All of lore.kernel.org
 help / color / mirror / Atom feed
From: Dave Hansen <dave@sr71.net>
To: dave@sr71.net
Cc: dave.hansen@linux.intel.com, mingo@kernel.org, bp@alien8.de,
	fenghua.yu@intel.com, hpa@zytor.com, x86@kernel.org,
	tim.c.chen@linux.intel.com, linux-kernel@vger.kernel.org
Subject: [PATCH 09/11] x86, fpu: correct and check XSAVE xstate size calculations
Date: Tue, 25 Aug 2015 13:12:05 -0700	[thread overview]
Message-ID: <20150825201205.C590CFEF@viggo.jf.intel.com> (raw)
In-Reply-To: <20150825201201.CF766C1B@viggo.jf.intel.com>


From: Dave Hansen <dave.hansen@linux.intel.com>

Note: our xsaves support is currently broken and disabled.  This
patch does not fix it, but it is an incremental improvement.
This might be useful to someone backporting the entire set of
XSAVES patches at some point, but it should not be backported
alone.

Ingo said he wanted something like this (bullets 2 and 3):

	http://lkml.kernel.org/r/20150808091508.GB32641@gmail.com

There are currently two xsave buffer formats: standard and
compacted.  The standard format is waht 'XSAVE' and 'XSAVEOPT'
produce while 'XSAVES' and 'XSAVEC' produce a compacted-formet
buffer.  (The kernel never uses XSAVEC)

But, the XSAVES buffer *ALSO* contains "system state components"
which are never saved by a plain XSAVE.  So, XSAVES has two
things that might make its buffer differently-sized from an
XSAVE-produced one.

The current code assumes that an XSAVES buffer's size is simply
the sum of the sizes of the (user) states which are supported.
This seems to work in most cases, but it is not consistent with
what the SDM says, and it breaks if we 'align' a component in the
buffer.  The calculation is also unnecessary work since the CPU
*tells* us the size of the buffer directly.

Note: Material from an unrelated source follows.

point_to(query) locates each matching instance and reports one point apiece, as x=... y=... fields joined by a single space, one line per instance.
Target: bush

This patch just reads the size of the buffer right out of the
CPUID leaf instead of trying to derive it.

But, blindly trusting the CPU like this is dangerous.  We add
a verification pass in do_extra_xstate_size_checks() to ensure
that the size we calculate matches with what we see from the
hardware.  When it comes down to it, we trust but verify the
CPU.

Signed-off-by: Dave Hansen <dave.hansen@linux.intel.com>
Cc: Ingo Molnar <mingo@kernel.org>
Cc: Borislav Petkov <bp@alien8.de>
Cc: Fenghua Yu <fenghua.yu@intel.com>
Cc: "H. Peter Anvin" <hpa@zytor.com>
Cc: x86@kernel.org
Cc: Tim Chen <tim.c.chen@linux.intel.com>
Cc: linux-kernel@vger.kernel.org
---

 b/arch/x86/kernel/fpu/xstate.c |  181 ++++++++++++++++++++++++++++++++++++++---
 1 file changed, 171 insertions(+), 10 deletions(-)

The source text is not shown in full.